The Foreign Assistance Act authorizes the President to furnish military assistance for the procurement of defense articles, defense services, and design and construction services to partner countries and international organizations using Foreign Military Financing (FMF) when that assistance will strengthen the security of the United States and when the assistance will promote global stability. FMF funds are a powerful funding option available to eligible partner nations to purchase U.S. defense articles, services, and training, either through the FMS infrastructure or, for a limited number of countries, Direct Commercial Contracts (DCC), as outlined in the Arms Export Control Act (AECA) and annual appropriations acts.
FMF funds are appropriated by Congress as part of the international affairs budget, based on the President’s annual budget request for security assistance (SA).
While under the AECA, FMF can be provided as either grants or a loan. Recurring provisions in annual appropriations acts have for many years limited FMF to grants. The Secretary of State determines which nations are eligible and the Secretary of Defense, through the Defense Security Cooperation Agency (DSCA), executes the program. FMF is designated a vital tool in U.S. foreign and military policy, especially in supporting coalition partners in combat operations since 9/11 and providing future capability to defend their own interests and contribute to regional and global stability.
FMF funds are appropriated by Congress as part of the international affairs budget, based on the President’s annual budget request for security assistance (SA). The State Department, working with DSCA and other agencies, prepares a Congressional Budget Justification (CBJ) report to Congress, which supplements the budget request and outlines past and future U.S. assistance to each foreign recipient. After reviewing the administration’s request, Congress appropriates funds for a range of international assistance programs, including FMF.

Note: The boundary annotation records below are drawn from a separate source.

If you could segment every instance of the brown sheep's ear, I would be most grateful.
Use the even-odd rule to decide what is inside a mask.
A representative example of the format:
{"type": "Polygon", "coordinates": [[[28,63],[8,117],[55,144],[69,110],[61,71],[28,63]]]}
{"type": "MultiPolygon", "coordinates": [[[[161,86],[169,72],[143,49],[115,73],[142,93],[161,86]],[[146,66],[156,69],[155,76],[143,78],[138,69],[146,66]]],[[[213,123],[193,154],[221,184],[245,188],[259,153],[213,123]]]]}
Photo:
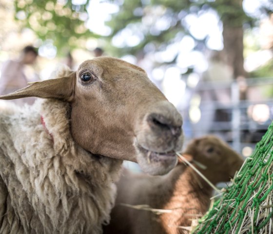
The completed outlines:
{"type": "Polygon", "coordinates": [[[68,76],[35,82],[30,85],[5,95],[0,99],[9,100],[28,97],[55,98],[71,102],[74,99],[76,72],[68,76]]]}

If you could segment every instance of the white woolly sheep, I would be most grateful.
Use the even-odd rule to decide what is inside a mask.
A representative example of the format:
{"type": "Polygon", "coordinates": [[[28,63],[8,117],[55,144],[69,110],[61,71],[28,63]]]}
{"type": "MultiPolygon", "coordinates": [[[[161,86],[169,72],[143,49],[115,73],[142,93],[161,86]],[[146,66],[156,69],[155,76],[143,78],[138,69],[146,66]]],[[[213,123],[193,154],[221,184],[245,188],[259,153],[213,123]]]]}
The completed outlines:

According to the State Department, the objectives of FMF are to:
- improve the military capabilities of key friendly countries to contribute to international crisis response operations, including peacekeeping and humanitarian crises
- promote bilateral, regional, and multilateral coalition efforts, notably in the global war on terrorism
- maintain support for democratically elected governments that share values similar to the United States for democracy, human rights, and regional stability
- enhance rationalization, standardization, and interoperability of military forces of friendly countries and allies
- assist the militaries of friendly countries and allies to procure U.S. defense articles and services that strengthen legitimate self-defense capabilities and security needs
- support the U.S. industrial base by promoting the export of U.S. defense-related goods and services
- support Department of Defense (DoD) costs for the administration of global grant military assistance programs
Principal Deputy Assistant Secretary of State – Bureau of Political-Military Affairs Tom Kelly calls FMF “central to our capacity building efforts … [and an] efficient and cost-effective way to achieve shared security objectives with our international partners.” In a speech to the Institute of Strategic and International Studies in December 2013, he cited examples of how those funds have been used effectively in America’s Asia-Pacific “rebalance” zone.

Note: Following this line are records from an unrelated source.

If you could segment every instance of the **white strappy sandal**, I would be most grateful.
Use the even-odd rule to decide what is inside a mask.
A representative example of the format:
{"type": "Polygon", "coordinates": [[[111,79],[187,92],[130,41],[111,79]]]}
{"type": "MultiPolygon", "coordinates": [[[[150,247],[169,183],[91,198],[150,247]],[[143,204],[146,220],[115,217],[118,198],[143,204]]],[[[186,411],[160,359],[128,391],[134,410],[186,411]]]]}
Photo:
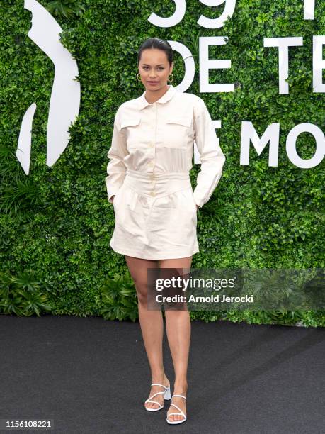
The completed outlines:
{"type": "MultiPolygon", "coordinates": [[[[181,398],[184,398],[185,399],[186,399],[186,396],[184,396],[183,395],[176,395],[176,394],[174,394],[173,396],[171,396],[171,399],[173,399],[173,396],[181,396],[181,398]]],[[[169,413],[169,415],[167,416],[167,418],[166,419],[167,422],[169,423],[171,423],[171,425],[176,425],[176,423],[182,423],[183,422],[185,422],[186,421],[186,416],[181,410],[181,408],[178,407],[176,404],[173,404],[172,402],[171,403],[171,406],[173,406],[174,407],[176,407],[178,410],[179,410],[179,411],[181,411],[181,413],[169,413]],[[178,415],[182,416],[184,418],[181,419],[181,421],[169,421],[169,417],[171,416],[172,414],[178,414],[178,415]]]]}
{"type": "Polygon", "coordinates": [[[147,407],[147,406],[144,406],[144,408],[146,410],[147,410],[148,411],[158,411],[158,410],[161,410],[161,408],[164,408],[164,405],[161,405],[160,402],[158,402],[156,401],[152,401],[152,398],[154,398],[154,396],[156,396],[156,395],[164,394],[164,399],[171,399],[171,385],[169,384],[168,387],[166,386],[164,386],[164,384],[159,384],[159,383],[152,383],[152,384],[150,384],[150,385],[151,386],[161,386],[161,387],[164,387],[164,389],[165,389],[164,391],[156,392],[156,394],[154,394],[152,396],[149,396],[148,399],[146,399],[146,401],[144,401],[144,404],[146,402],[153,402],[160,406],[160,407],[158,407],[157,408],[155,408],[154,407],[152,407],[150,408],[147,407]]]}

“Malaysia has received FMF for training of the Malaysian Maritime Enforcement Agency. And elsewhere in the region, FMF helped Indonesia support and expand a maritime domain awareness radar system to help counter the illicit transit and trafficking of goods and people,” he said. “In the Philippines and Bangladesh, FMF upgraded coast guard patrol vessels that will increase those countries’ ability to combat transnational threats, respond to natural disasters and increase the government’s presence in isolated areas.”

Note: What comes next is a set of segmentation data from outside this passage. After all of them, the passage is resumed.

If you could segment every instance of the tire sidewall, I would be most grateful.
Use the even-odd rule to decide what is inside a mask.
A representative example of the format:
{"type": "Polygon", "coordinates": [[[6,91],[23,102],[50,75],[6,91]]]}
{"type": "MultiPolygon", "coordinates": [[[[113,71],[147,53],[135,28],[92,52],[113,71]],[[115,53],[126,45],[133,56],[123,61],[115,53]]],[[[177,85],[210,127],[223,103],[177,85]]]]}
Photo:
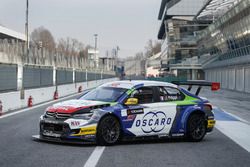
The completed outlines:
{"type": "Polygon", "coordinates": [[[199,114],[199,113],[194,113],[194,114],[191,114],[190,116],[189,116],[189,119],[188,119],[188,121],[187,121],[187,134],[186,134],[186,137],[187,137],[187,139],[188,139],[188,141],[191,141],[191,142],[199,142],[199,141],[201,141],[204,137],[205,137],[205,135],[206,135],[206,119],[205,119],[205,116],[203,115],[203,114],[199,114]],[[199,138],[195,138],[194,136],[193,136],[193,132],[191,131],[191,128],[190,128],[190,124],[191,124],[191,122],[192,121],[194,121],[195,119],[197,119],[197,117],[199,118],[199,119],[202,119],[202,121],[203,121],[203,130],[204,130],[204,132],[203,132],[203,134],[199,137],[199,138]]]}
{"type": "Polygon", "coordinates": [[[115,116],[113,116],[113,115],[104,116],[104,117],[100,120],[100,122],[98,123],[98,126],[97,126],[97,133],[96,133],[96,143],[97,143],[97,145],[101,145],[101,146],[111,146],[111,145],[116,144],[116,143],[120,140],[120,138],[121,138],[121,125],[120,125],[119,120],[118,120],[115,116]],[[105,123],[105,120],[108,119],[108,118],[112,118],[112,119],[114,119],[115,121],[117,121],[118,126],[119,126],[119,134],[118,134],[119,136],[118,136],[118,139],[117,139],[115,142],[113,142],[113,143],[108,143],[108,142],[104,139],[104,137],[102,136],[102,133],[101,133],[102,126],[103,126],[103,124],[105,123]]]}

For Fiscal Year 2014, the total FMF appropriation was $5.919 billion. At $3.1 billion and $1.3 billion, Israel and Egypt are the leading recipients on the FMF budget. Other major FMF recipients are Jordan at $300 million, and a $530 million set-aside for overseas contingency operations (OCO).
However, FMF overall has taken a hit from ever-tighter U.S. budgets, especially sequestration, which Kidd Manville, Deputy for Strategic Planning and Integration in DSCA’s Strategic Planning Directorate, said reduced the funds available for FMF. The majority of FMF money is allocated to priorities in certain countries, such as Israel and Egypt. These priorities are met before the remainder can be applied to requests for other nations. And allocation of those remaining funds must account for requirements and priorities put forth by the State Department and DoD combatant commands.